Each installed component folder contains a styles.ts file with a tv({ slots, variants }) call. Fill in the slot arrays and add variants:

// components/ui/button/styles.ts
import { tv } from "@/lib/tv.config";

export const buttonStyles = tv({
  slots: {
    root: "inline-flex items-center justify-center rounded-md text-sm font-medium",
  },
  variants: {
    variant: {
      solid: { root: "bg-primary text-primary-foreground hover:bg-primary/90" },
      ghost: { root: "hover:bg-accent" },
    },
    size: {
      sm: { root: "h-8 px-3" },
      md: { root: "h-9 px-4" },
    },
  },
  defaultVariants: { variant: "solid", size: "md" },
});

Variant props are inferred automatically — <Button.Root variant="ghost" size="sm" /> just works because the root uses createPropSplitter to separate variants from HTML props at runtime.

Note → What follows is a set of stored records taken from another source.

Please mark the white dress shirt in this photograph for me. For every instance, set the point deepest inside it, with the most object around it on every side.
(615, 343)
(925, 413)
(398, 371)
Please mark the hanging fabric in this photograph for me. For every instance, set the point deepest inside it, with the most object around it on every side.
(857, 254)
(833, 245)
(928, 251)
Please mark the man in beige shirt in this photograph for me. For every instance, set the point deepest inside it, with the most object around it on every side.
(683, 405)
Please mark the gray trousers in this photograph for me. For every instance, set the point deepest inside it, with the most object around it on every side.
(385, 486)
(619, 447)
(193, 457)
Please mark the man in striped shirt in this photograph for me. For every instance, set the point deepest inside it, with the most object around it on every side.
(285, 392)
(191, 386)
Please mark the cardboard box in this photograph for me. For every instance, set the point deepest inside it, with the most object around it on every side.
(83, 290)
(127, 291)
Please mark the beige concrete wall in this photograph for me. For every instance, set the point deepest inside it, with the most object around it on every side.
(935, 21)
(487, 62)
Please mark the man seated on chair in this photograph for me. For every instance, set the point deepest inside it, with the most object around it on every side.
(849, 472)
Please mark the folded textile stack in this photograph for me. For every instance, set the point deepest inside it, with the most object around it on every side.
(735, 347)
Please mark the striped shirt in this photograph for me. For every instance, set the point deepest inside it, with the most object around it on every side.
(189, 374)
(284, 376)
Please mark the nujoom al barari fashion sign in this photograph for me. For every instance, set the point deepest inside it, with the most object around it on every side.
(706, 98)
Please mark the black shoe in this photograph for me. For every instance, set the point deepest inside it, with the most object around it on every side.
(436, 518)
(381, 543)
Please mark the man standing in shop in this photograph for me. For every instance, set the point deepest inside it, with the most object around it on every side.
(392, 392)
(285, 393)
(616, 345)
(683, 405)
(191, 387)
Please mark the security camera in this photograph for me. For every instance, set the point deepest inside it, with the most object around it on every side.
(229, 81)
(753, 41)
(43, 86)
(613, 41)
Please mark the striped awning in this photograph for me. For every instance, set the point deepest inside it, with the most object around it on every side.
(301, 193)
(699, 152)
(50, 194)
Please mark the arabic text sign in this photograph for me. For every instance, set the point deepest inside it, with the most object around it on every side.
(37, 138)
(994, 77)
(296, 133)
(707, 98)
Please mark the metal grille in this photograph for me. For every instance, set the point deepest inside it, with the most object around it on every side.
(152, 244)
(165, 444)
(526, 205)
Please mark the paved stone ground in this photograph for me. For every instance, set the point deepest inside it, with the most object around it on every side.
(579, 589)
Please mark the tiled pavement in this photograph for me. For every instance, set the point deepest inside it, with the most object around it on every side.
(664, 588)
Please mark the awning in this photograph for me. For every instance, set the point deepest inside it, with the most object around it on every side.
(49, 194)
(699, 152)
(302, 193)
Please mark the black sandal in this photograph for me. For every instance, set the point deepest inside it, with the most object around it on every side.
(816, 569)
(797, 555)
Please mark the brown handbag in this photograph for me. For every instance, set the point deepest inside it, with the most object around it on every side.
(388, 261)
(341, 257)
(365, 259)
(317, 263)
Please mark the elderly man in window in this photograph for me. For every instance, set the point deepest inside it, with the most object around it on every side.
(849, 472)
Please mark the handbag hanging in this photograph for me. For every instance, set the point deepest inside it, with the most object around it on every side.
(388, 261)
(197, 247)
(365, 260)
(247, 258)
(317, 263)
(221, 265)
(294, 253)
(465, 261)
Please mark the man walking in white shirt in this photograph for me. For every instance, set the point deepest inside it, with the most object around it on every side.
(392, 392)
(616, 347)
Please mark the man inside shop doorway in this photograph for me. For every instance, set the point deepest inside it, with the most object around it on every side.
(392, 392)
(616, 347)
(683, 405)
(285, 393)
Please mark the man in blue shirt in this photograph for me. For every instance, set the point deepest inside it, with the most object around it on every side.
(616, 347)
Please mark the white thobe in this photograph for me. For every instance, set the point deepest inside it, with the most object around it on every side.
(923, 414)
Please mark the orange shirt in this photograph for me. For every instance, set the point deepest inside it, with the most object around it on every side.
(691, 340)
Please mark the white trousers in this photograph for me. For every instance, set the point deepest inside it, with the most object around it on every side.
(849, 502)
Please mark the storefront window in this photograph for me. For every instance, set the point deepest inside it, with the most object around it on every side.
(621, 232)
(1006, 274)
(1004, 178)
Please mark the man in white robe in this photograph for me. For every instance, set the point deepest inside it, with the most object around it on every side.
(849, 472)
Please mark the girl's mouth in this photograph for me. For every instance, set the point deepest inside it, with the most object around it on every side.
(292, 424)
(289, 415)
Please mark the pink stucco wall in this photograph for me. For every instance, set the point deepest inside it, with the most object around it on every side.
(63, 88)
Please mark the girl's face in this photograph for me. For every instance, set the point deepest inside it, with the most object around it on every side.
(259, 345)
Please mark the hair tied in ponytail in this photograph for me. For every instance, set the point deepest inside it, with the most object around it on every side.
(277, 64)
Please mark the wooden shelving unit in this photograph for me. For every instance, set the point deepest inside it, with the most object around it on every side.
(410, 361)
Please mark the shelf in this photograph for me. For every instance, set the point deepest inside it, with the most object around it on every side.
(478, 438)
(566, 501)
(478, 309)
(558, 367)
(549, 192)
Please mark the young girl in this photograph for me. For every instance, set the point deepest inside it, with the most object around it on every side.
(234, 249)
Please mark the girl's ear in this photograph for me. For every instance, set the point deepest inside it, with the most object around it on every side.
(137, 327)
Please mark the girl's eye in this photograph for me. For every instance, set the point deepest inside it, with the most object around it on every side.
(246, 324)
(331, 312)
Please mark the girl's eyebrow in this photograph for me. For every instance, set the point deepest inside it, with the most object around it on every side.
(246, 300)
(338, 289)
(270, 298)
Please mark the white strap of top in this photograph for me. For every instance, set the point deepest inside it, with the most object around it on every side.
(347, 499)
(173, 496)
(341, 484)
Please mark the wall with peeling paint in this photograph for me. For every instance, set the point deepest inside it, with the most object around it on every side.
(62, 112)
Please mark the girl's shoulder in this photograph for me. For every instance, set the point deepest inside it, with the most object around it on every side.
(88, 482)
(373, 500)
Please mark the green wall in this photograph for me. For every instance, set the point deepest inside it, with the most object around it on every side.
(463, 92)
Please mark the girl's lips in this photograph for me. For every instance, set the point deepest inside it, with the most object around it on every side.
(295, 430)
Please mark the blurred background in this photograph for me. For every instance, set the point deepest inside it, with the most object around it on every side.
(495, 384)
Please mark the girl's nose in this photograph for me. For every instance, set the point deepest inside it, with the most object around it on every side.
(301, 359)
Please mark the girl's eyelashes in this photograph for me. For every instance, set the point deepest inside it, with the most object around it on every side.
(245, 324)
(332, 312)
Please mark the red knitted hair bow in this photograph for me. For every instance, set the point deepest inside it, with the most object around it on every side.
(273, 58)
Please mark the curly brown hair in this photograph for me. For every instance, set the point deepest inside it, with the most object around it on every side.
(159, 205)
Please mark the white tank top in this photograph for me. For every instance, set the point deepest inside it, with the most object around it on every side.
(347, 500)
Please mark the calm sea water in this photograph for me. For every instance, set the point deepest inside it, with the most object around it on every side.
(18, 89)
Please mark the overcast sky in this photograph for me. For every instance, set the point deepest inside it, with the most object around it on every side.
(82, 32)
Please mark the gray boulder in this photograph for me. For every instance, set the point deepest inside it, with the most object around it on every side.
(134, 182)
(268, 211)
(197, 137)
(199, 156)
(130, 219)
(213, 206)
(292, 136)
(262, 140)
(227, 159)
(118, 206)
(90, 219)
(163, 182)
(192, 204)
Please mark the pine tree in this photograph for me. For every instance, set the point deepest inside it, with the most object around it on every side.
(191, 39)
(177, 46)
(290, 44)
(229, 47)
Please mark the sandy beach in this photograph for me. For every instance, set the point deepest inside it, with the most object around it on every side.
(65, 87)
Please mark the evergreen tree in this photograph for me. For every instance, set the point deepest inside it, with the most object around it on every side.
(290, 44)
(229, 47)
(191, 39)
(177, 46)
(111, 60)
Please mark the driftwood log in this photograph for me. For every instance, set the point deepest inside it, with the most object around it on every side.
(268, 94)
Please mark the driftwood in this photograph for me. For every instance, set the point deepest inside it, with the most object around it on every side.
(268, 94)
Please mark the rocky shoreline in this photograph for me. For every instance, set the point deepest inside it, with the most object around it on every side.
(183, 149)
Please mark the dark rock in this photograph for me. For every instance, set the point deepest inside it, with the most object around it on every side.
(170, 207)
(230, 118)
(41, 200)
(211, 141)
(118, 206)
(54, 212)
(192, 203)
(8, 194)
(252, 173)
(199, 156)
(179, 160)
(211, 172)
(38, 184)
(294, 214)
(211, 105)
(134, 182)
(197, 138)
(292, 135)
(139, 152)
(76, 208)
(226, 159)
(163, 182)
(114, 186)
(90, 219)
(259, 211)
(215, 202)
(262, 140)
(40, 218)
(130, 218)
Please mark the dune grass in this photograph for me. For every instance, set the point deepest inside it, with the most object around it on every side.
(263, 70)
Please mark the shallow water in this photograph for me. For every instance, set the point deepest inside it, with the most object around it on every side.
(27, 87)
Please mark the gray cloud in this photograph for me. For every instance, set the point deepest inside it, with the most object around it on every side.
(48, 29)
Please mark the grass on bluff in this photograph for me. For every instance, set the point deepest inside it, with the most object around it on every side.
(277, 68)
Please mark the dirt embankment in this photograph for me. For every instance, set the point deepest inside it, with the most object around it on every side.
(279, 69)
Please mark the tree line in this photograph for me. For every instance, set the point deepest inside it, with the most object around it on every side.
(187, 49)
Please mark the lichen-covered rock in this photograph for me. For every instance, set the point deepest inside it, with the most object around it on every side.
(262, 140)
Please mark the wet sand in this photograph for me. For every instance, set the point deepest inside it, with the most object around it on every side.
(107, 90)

For multi-part components, add a slot per part and the matching root will publish them via context so every part picks up its slot automatically:

// components/ui/checkbox/styles.ts
export const checkboxStyles = tv({
  slots: {
    root: "h-4 w-4 rounded border border-input",
    indicator: "flex items-center justify-center text-primary",
  },
});

Every rendered element also emits a data-slot="<name>" attribute, so you can reach parts from global CSS too:

[data-slot="checkbox"][data-checked] {
  background: hsl(var(--primary));
}

Per-instance style override

Every root accepts an optional styles prop — a pre-computed TV result — that replaces the styles for a single instance. Every component also exports its *Styles object alongside the component, so you can compose from it.

Lock in a variant by calling the exported styles with the variant you want and passing the result:

import { Button, buttonStyles } from "@/components/ui/button";

const large = buttonStyles({ size: "lg" });

<Button.Root styles={large}>Save</Button.Root>;

Extend by creating a new TV instance off the existing one — add slots, add variants, or append classes — then call it and pass the result:

import { tv } from "@/lib/tv.config";
import { Button, buttonStyles } from "@/components/ui/button";

const danger = tv({
  extend: buttonStyles,
  slots: {
    root: "bg-destructive text-destructive-foreground hover:bg-destructive/90",
  },
});

<Button.Root styles={danger()}>Delete</Button.Root>;

When styles is passed, the root's own variant resolution is skipped — variant props on the element won't be re-evaluated, so bake them into the call above.